旁边有妇人挎着菜篮子,平日里最看不起这些乡下妇女,这会儿倒是维护上了,“你们别听她瞎说,人是大户人家的,不愁吃喝,不愁穿住,不愁银钱花销,你们不一样,家里还有孩子、老人、男人要照顾,心思都稳着点。”
背着红薯的妇人憨憨一笑,“我什么也不懂,哪是能打仗的料。走了走了。一会儿赶集完,还得回家喂牲口呢。”
“哎呀,别围着了,该做饭做饭去,该卖东西卖东西去,哈哈,打仗,让我们去打仗?还比试,比什么,比谁被扔下擂台摔得响?”

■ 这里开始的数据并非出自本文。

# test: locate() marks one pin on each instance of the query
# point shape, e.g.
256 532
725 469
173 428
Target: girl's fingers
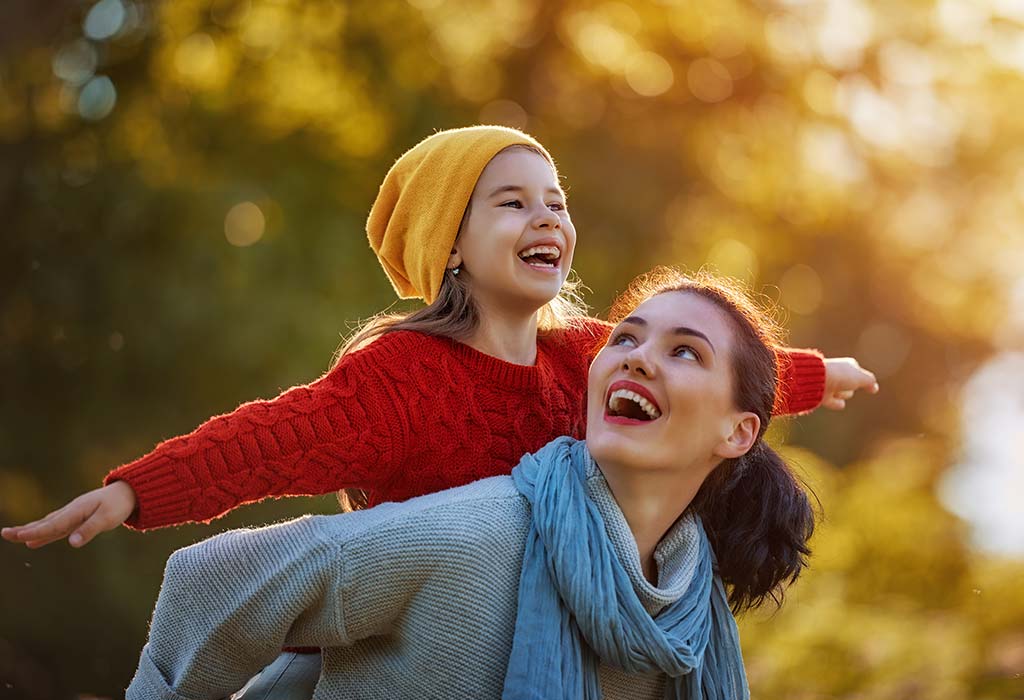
834 403
19 533
58 524
89 529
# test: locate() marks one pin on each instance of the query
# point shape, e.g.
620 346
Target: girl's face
659 395
517 244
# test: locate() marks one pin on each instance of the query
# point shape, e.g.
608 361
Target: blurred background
183 187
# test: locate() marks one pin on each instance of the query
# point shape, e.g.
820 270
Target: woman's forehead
685 309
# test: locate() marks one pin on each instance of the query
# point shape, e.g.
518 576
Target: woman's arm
228 605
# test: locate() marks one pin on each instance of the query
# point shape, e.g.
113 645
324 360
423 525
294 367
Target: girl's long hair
756 512
455 315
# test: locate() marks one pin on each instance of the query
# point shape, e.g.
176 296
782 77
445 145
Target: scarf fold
578 607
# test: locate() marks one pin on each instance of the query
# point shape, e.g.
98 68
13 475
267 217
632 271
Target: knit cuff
802 381
148 682
160 497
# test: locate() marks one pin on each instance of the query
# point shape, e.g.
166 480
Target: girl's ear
743 435
455 260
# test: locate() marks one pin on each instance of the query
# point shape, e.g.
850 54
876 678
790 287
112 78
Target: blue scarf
578 607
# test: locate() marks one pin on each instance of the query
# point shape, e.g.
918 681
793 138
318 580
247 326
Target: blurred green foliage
183 186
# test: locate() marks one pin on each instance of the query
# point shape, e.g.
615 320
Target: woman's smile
630 403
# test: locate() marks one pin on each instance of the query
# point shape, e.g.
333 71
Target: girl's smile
517 243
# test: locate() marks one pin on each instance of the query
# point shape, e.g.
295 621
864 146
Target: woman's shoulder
476 512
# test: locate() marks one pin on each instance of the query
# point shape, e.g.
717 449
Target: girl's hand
843 378
84 518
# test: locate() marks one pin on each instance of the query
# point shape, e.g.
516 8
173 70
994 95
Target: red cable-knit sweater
406 416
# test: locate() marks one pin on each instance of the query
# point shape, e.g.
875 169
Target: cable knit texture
415 600
406 416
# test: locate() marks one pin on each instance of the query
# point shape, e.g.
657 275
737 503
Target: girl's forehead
519 164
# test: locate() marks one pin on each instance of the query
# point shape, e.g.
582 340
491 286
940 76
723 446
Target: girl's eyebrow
517 188
679 331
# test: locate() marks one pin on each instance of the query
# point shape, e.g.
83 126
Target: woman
597 567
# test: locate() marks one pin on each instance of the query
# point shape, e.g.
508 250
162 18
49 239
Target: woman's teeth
620 396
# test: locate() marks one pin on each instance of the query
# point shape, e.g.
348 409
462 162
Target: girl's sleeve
228 605
801 381
345 430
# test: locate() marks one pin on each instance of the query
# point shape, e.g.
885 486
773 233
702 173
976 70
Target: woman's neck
508 337
651 502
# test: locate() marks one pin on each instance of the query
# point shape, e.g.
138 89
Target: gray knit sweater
413 600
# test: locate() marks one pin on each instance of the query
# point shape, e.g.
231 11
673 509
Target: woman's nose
636 362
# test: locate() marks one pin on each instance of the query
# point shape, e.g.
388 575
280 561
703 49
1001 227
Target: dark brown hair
757 514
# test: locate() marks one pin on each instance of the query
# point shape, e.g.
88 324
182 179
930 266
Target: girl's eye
686 352
623 339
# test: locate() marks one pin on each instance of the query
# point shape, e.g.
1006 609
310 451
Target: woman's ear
455 259
743 435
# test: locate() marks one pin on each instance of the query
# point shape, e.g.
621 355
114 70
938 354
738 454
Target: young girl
473 221
598 568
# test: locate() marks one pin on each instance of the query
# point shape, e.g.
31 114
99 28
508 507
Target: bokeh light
104 19
244 224
97 98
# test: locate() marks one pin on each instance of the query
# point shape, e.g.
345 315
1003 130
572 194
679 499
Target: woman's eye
686 352
624 339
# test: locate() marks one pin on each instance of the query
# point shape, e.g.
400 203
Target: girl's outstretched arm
345 430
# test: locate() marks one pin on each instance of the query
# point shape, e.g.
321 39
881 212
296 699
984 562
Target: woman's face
517 244
659 395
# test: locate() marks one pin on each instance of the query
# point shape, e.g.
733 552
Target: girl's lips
624 421
546 269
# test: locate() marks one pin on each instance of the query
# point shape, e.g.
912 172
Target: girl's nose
547 219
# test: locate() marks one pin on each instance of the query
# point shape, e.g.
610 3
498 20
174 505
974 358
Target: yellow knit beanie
415 219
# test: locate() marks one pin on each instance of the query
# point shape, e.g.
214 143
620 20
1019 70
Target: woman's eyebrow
684 331
679 331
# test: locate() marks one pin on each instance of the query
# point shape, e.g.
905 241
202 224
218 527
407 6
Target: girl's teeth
542 250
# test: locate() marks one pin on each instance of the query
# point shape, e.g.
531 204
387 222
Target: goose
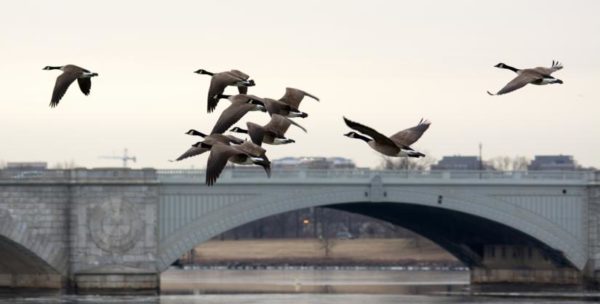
537 76
244 154
240 105
272 133
293 97
220 81
278 107
395 145
64 80
209 140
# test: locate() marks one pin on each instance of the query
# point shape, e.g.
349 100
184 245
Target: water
306 286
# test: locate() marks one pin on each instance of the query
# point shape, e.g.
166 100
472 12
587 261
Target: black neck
197 133
205 72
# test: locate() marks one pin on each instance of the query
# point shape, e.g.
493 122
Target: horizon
383 64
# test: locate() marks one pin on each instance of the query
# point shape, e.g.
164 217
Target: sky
386 64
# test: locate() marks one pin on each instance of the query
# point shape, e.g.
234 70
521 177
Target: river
306 286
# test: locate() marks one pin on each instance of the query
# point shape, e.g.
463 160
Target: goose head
195 133
203 72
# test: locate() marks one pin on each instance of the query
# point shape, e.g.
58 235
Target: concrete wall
89 230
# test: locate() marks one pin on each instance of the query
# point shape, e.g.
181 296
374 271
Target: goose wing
85 84
378 137
63 81
231 115
252 149
276 107
280 124
293 97
219 155
527 76
239 74
411 135
192 151
217 86
547 71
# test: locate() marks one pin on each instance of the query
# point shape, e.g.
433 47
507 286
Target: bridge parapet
245 175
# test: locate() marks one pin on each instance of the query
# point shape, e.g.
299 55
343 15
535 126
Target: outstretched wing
520 81
547 71
219 155
280 124
411 135
231 115
239 74
378 137
192 151
293 97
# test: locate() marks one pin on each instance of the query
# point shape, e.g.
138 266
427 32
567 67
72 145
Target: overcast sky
383 63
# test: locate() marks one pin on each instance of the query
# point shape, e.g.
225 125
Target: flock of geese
225 148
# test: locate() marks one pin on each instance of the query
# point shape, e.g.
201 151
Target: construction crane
125 158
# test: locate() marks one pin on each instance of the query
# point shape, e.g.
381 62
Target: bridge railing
78 174
252 174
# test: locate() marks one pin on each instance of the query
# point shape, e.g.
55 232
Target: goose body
240 105
293 97
245 154
220 81
536 76
397 145
63 81
205 145
272 133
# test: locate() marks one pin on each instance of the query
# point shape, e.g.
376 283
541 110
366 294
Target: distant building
553 162
458 163
313 163
27 166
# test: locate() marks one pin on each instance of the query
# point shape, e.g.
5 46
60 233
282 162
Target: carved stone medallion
115 226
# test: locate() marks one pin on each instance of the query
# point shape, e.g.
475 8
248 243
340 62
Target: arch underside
463 235
17 260
461 225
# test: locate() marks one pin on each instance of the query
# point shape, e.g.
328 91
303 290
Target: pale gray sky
382 63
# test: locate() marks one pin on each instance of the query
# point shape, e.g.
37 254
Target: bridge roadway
116 229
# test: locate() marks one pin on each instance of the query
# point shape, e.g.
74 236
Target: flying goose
240 105
293 97
64 80
272 133
395 145
278 107
220 81
537 76
209 140
244 154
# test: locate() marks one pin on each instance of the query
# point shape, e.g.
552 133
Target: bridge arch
484 207
22 252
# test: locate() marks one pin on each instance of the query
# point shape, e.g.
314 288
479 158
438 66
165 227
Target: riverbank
302 252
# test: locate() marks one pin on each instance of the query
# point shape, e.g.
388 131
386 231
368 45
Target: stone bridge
117 229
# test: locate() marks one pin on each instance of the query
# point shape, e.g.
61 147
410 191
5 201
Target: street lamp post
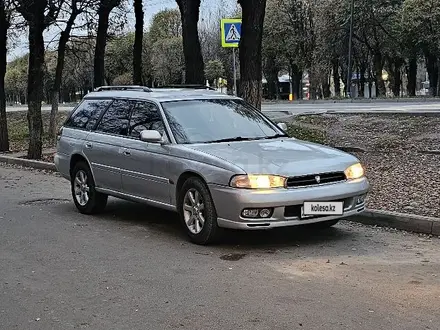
350 51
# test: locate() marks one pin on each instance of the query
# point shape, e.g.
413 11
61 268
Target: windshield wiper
237 138
276 136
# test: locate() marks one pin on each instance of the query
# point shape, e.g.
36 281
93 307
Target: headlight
355 171
258 181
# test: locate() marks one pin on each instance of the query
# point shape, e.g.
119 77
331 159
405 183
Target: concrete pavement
132 268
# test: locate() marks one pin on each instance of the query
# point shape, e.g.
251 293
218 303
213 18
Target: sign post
231 35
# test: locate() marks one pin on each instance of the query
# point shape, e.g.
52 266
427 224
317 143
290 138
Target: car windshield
209 121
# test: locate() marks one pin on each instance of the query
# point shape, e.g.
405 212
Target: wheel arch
75 158
182 179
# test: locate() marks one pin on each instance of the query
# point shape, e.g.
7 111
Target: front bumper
230 203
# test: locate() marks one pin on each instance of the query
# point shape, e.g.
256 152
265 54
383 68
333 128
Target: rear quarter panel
70 144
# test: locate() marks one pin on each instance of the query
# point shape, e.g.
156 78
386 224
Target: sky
151 7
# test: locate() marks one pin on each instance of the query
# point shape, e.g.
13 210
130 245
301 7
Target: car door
145 172
104 146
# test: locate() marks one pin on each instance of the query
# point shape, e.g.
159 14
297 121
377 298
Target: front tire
197 212
87 200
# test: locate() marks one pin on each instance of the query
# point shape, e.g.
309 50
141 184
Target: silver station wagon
211 157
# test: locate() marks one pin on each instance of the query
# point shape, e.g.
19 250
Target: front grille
315 179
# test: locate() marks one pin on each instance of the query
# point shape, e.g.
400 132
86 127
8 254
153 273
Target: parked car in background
211 157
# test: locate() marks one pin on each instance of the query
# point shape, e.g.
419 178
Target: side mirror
283 126
151 136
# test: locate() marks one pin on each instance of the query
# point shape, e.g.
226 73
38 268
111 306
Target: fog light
360 200
250 213
265 213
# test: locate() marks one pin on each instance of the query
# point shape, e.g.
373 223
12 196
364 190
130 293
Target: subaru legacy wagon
211 157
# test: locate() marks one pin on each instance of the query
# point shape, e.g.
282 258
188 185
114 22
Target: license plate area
321 209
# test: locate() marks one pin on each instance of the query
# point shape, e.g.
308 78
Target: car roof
160 94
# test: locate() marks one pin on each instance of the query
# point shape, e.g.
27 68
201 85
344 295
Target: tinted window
116 118
200 121
146 116
87 114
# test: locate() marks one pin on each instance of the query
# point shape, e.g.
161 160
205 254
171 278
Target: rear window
87 114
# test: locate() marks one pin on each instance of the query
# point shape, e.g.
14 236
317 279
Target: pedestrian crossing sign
231 32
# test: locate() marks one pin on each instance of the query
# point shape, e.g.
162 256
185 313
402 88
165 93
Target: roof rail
123 88
189 86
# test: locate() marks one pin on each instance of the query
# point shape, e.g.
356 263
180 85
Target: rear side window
87 114
116 118
146 116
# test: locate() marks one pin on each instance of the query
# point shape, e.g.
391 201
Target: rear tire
197 212
87 200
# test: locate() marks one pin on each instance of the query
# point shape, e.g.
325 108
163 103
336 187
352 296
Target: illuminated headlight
258 181
355 171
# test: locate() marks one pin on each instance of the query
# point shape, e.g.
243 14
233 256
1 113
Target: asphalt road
132 268
286 108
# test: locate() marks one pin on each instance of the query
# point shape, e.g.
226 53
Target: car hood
287 157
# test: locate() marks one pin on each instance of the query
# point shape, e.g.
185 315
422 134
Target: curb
37 164
408 222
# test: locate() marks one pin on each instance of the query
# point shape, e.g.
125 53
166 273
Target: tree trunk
296 81
362 71
272 78
101 42
336 78
194 66
397 78
411 72
432 67
253 12
378 67
326 88
35 85
138 40
64 38
4 25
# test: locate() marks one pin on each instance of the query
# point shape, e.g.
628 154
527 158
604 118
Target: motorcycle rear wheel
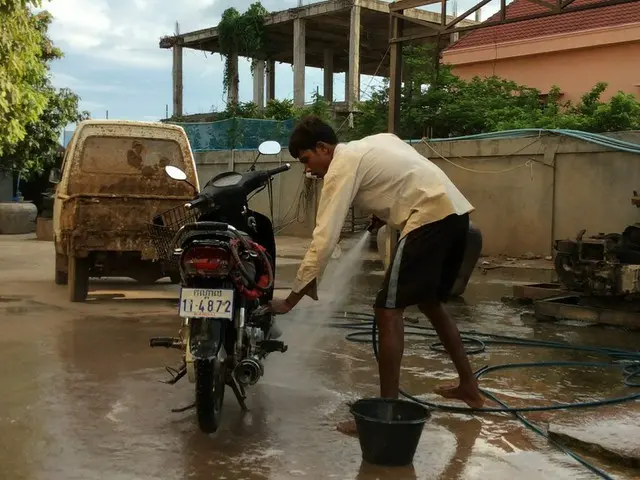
210 387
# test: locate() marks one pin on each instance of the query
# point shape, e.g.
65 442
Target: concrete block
17 218
44 229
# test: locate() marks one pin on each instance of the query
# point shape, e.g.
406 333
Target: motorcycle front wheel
210 387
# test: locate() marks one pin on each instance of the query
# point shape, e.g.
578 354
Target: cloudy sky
113 61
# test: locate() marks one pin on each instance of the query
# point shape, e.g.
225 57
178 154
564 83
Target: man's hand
374 223
279 306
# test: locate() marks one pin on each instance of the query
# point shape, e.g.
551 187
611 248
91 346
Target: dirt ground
82 399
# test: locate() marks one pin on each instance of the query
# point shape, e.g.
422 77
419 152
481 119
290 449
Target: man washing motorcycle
389 178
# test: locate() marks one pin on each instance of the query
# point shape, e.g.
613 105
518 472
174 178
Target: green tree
36 148
22 70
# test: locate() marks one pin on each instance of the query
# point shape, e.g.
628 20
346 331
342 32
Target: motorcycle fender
205 342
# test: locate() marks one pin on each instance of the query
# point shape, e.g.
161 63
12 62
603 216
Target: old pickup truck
111 183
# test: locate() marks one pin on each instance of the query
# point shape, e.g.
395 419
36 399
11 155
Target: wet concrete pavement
82 398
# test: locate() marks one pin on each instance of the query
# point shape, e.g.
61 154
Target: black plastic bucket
389 430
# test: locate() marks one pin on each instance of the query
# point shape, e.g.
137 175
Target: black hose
627 361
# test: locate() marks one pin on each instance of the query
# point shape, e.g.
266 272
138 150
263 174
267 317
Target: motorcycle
225 255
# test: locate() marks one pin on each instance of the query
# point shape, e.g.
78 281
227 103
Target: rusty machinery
603 264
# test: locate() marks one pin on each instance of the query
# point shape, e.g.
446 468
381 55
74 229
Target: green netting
236 133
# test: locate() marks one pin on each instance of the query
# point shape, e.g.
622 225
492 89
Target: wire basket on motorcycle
164 227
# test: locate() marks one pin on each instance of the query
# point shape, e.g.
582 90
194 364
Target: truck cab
111 183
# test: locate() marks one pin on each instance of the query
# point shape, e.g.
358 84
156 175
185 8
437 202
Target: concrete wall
578 61
290 189
529 191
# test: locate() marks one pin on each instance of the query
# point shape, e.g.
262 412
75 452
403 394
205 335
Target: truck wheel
61 276
78 279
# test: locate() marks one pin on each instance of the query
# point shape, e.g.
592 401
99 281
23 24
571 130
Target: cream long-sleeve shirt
385 176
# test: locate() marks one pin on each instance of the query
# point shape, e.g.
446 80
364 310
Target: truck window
128 165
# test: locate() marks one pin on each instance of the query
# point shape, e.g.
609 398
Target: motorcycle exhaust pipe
249 371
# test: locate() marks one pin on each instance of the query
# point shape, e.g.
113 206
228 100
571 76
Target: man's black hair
308 132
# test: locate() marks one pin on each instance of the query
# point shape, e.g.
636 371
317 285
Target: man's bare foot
348 428
470 395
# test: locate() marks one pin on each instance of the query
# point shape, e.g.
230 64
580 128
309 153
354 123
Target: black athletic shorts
426 264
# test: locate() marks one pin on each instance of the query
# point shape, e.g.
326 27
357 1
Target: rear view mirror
55 176
270 147
175 173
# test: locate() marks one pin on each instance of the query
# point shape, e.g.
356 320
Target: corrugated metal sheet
542 27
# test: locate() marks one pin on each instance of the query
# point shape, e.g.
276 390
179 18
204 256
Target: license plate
206 303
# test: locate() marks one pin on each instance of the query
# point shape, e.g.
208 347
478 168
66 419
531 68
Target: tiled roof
541 27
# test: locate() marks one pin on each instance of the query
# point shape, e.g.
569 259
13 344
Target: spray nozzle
374 223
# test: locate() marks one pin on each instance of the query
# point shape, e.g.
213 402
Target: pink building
573 51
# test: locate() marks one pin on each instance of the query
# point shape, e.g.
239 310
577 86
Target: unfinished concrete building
350 36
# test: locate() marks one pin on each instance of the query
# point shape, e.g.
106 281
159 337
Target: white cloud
123 32
64 80
90 105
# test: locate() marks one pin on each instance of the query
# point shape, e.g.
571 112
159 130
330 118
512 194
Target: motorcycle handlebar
196 202
282 168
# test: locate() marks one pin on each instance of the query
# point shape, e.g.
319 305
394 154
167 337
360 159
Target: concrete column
354 59
299 61
271 80
328 75
177 80
346 87
258 84
232 94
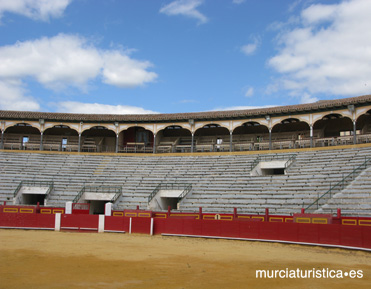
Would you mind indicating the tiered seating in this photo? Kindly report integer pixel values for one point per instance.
(220, 182)
(354, 200)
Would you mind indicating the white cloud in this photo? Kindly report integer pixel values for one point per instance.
(249, 92)
(241, 107)
(250, 48)
(329, 53)
(97, 108)
(12, 97)
(186, 8)
(122, 71)
(65, 61)
(34, 9)
(306, 98)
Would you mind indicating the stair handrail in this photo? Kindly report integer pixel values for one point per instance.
(35, 183)
(361, 167)
(162, 186)
(290, 157)
(104, 189)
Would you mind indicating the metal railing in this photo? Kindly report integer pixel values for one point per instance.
(99, 189)
(171, 186)
(321, 200)
(34, 183)
(290, 158)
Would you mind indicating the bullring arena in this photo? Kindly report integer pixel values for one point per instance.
(195, 200)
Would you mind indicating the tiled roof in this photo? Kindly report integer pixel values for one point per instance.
(208, 115)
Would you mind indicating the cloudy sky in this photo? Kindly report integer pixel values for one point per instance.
(166, 56)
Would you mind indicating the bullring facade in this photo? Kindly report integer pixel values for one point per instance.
(324, 123)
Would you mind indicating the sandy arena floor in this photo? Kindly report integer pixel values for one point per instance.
(42, 259)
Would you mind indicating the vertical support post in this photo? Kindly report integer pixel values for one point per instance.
(68, 208)
(41, 141)
(79, 145)
(57, 224)
(192, 146)
(101, 223)
(2, 140)
(270, 139)
(354, 132)
(108, 209)
(117, 143)
(151, 230)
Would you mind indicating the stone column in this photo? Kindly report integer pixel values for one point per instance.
(270, 139)
(354, 132)
(192, 146)
(79, 145)
(41, 141)
(117, 143)
(2, 139)
(154, 143)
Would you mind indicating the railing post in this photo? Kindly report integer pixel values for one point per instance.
(2, 140)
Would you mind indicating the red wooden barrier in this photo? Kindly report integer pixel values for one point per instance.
(79, 222)
(20, 220)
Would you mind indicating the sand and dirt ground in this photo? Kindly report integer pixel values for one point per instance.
(44, 259)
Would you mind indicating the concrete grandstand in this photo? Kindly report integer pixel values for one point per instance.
(312, 156)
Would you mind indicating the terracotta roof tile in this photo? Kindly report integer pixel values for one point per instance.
(208, 115)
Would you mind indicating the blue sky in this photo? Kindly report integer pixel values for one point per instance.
(164, 56)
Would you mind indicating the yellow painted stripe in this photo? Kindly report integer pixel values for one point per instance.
(55, 211)
(45, 211)
(364, 222)
(260, 218)
(10, 210)
(275, 219)
(24, 210)
(351, 222)
(303, 220)
(319, 221)
(118, 214)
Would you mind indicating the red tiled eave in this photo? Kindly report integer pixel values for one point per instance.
(208, 115)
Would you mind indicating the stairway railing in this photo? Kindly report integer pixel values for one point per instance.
(339, 185)
(171, 186)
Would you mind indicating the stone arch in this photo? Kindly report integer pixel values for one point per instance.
(332, 125)
(98, 139)
(212, 137)
(22, 136)
(136, 139)
(245, 135)
(290, 133)
(60, 138)
(168, 138)
(363, 123)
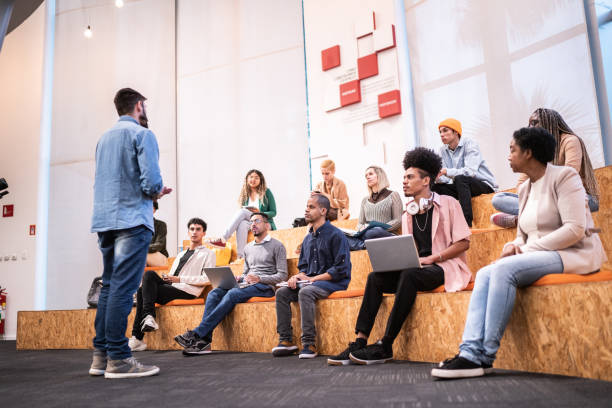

“家家户户忙成什么样,哪有时间陪你们这些富家子胡闹。”
有年轻一些的女孩,嬉笑着走开,隔远还能听到与同行之人的调笑之语。
“你要不要去打仗?”
“你去。你去。”
“我不去。你去。嘻嘻。”
“哪有我们女孩儿家家去军营的,想什么呢。”
“军营里都是男人,与一群男人待在一处,以后还怎么嫁人?哪户人家会上门提亲。快走快走,这些祸事别牵连上我们。”
看着远去的众人,沈京墨孤零零站在此处,即使早有所料,也不由得眼睑泛酸。
她坚定地站在原地,抬头望天,第一次,第一次想要祈求神佛的力量。
若是,若是得上天眷顾,得到这么一个机会,她愿意付出一切代价。
话说另一边,泠鸢风风火火、斗志昂扬去各处告示牌处张贴告示。
姑爷人还算不错,自己懒散,还是有心的,昨夜命人帮他们写了很多告示。
京都大大小小的告示牌上百处,其他地方有人张贴,出府分工时,她只需要负责在沈京墨所在的区域周边张贴。
不多时,周边的十来处,已经张贴完毕。
拍拍手,想着回去瞧瞧小姐那边情况如何了,想着会不会运气好,已经有人报名了。
路过一处告示牌,没有妇人驻足观看。
高昂的情绪瞬间遭受打击。
自己果然还是太理想化,小姐说的没错,此事,难啊。
她走近些,不敢置信地确认了几遍,刚刚张贴好的告示不见了,不是缺乏空处被其他的纸张掩盖在下面,是不翼而飞。
眉眼一沉,心中有了计较。
她再次贴好一张,又去下一处查看,果然,贴好的告示全都消失了。